R 'Ray' WangFounder and CEO, Constellation Research

Hurwitz cautioned that while interest is growing among some IT developers and users, with the pandemic weighing on financial performance, companies are proceeding with caution.

"In the past customers weren't as worried about holding onto cash, but now suddenly that has changed," Hurwitz said. "For now, they are being more conservative with investing in things like this."

Another analyst said the way Red Hat and IBM manage their business partnerships could determine the marketplace's success.

Successful marketplaces follow some key principles with respect to ISV partners, said R "Ray" Wang, founder and CEO of Constellation Research. One is product alignment.

"Are [marketplace partners] solving things that Red Hat and IBM aren't going to do?" Wang said. "IBM and Red Hat have to be very clear about what they're going to do [in product development] over the next three years. So then, a partner can go in and feel like their investment wasn't cheated."

Support and service are other critical factors, he added. "Who handles it? It's not just like you set up an app marketplace and that's it."

The marketplace should also have a sense of shared community and focus, according to Wang.

"If you're going after open hybrid cloud, you want to make sure everyone's marketing to the same banner," Wang said.

These criteria help both partners and customers if they're met successfully, he added.

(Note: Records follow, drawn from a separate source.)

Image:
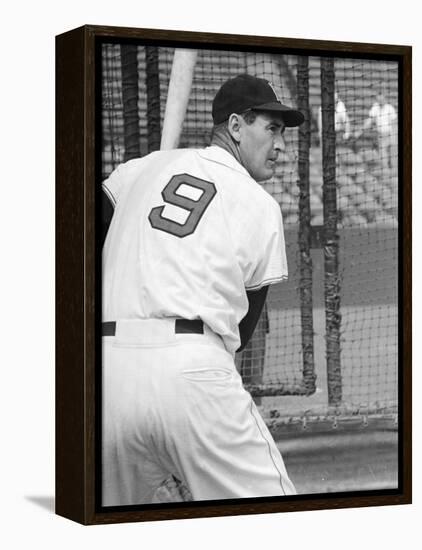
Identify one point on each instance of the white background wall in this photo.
(27, 272)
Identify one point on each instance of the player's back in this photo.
(185, 240)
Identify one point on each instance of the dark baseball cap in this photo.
(245, 92)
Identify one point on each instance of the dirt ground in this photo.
(335, 461)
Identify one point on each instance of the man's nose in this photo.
(279, 143)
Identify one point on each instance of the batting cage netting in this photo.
(326, 346)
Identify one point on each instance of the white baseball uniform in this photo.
(191, 232)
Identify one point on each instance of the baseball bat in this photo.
(178, 96)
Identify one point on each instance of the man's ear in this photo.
(234, 126)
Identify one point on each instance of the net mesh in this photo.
(367, 181)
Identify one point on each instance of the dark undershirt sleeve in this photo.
(248, 323)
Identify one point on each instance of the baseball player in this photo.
(193, 244)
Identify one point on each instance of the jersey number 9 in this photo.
(195, 208)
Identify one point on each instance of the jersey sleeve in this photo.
(122, 176)
(269, 262)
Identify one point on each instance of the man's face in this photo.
(260, 144)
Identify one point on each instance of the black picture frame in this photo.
(78, 406)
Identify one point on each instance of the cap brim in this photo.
(291, 117)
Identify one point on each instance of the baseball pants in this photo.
(174, 404)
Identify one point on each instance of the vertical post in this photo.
(331, 238)
(129, 56)
(153, 98)
(304, 237)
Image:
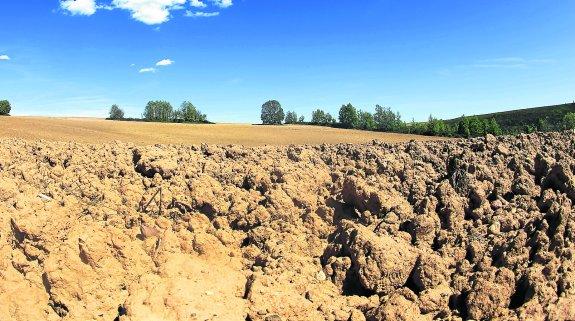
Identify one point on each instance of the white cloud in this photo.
(145, 70)
(223, 3)
(201, 14)
(79, 7)
(151, 12)
(197, 4)
(164, 62)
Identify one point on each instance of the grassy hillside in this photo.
(521, 119)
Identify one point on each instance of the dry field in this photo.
(90, 130)
(480, 229)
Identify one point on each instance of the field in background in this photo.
(519, 120)
(91, 130)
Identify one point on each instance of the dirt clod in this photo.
(464, 229)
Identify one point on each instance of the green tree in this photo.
(463, 127)
(476, 126)
(291, 117)
(569, 121)
(272, 113)
(159, 110)
(320, 117)
(116, 112)
(5, 107)
(348, 117)
(366, 120)
(437, 127)
(386, 120)
(190, 114)
(492, 127)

Beyond making it easy for customers to find and conduct transactions with sellers, software marketplace operators need to apply curation to their contents, said Duncan Jones, an analyst at Forrester who covers topics of interest to sourcing and vendor management professionals.

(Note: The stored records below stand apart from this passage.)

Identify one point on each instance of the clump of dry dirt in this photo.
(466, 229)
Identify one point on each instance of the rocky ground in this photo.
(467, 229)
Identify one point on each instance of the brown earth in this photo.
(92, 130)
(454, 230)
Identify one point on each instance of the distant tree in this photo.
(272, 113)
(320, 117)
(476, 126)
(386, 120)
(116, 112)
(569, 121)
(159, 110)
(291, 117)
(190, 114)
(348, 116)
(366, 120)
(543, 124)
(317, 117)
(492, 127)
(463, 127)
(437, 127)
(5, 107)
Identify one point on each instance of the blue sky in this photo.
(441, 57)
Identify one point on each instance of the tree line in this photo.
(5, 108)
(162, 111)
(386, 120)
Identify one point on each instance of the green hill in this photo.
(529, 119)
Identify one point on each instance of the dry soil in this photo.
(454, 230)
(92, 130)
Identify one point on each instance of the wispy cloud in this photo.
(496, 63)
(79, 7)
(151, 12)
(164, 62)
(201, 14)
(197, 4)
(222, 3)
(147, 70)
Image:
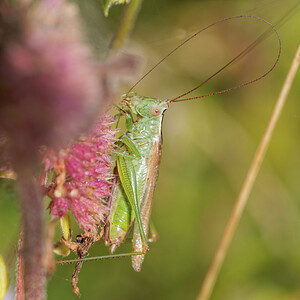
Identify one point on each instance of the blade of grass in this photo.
(220, 254)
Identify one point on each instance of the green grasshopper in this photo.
(137, 164)
(138, 158)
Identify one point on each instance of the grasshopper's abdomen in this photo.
(139, 154)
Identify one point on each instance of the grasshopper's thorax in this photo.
(149, 112)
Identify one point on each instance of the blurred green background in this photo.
(207, 149)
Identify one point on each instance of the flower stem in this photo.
(220, 254)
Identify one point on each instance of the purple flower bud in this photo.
(83, 176)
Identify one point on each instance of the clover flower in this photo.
(83, 176)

"The marketplace must take responsibility for validating the sellers, certifying compliance with GDPR, FCPA, UN banned lists and other requirements, so the customer doesn't have to do that themselves, and also so the supplier doesn't have to support every customer's individual validation process," Jones said.

IT buyers also expect a high quality level and curated apps in a specific category, he said.

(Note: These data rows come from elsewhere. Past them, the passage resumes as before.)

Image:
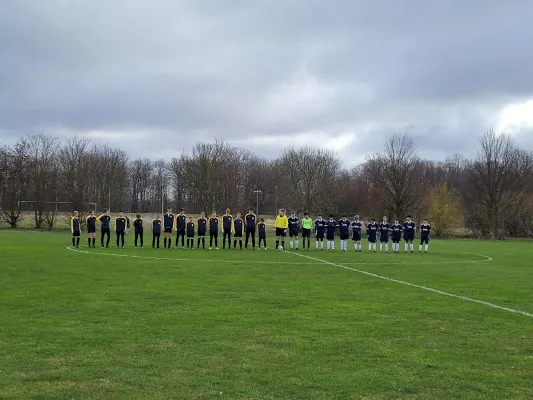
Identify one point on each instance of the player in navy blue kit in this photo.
(372, 232)
(357, 233)
(320, 230)
(384, 229)
(202, 229)
(294, 230)
(396, 233)
(181, 226)
(425, 230)
(331, 226)
(344, 232)
(409, 228)
(190, 233)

"Some vendors think they want their marketplace to be like the Apple or Play store, but actually in a business context, buyers don't want to have too much choice, nor do they want the risk that 90% of the apps on the marketplace are useless or even fraudulent," Jones said.

Red Hat must also balance supply with demand.

"Sellers won't support a marketplace unless it brings them enough revenue, but the buyers want enough competition to keep standards up and prices low," he said.

One factor Red Hat and IBM do have in their favor is their hybrid cloud strategy coupled with the fact OpenShift will allow users and business partners to run their applications across multiple environments, according to one analyst.

"One of the things that can differentiate [Red Hat and IBM from competitors] is not just their approach to hybrid cloud, but they can allow users to run everywhere because it's all containerized on Red Hat [OpenShift]," said Daniel Elman, senior analyst with Nucleus Research. "And now they're expanding that capability to their partner network allowing them to reach anyone that's part of the IBM ecosystem."

Responding to user demands for improved compliance and governance of hybrid cloud applications, Red Hat is allowing private version users access to curated software as well as the ability to track usage and spending by departments of all deployed software.

Anthem, Inc. executives said they are using the Red Hat Marketplace to come up with AI-based predictive and preventive models. The company is accomplishing this by putting in place a hybrid cloud platform that supports secured data transfers among multiple parties. The company has been working with CognitiveScale and will begin collaborating with Red Hat to create its first customized marketplace through Red Hat Marketplace Select.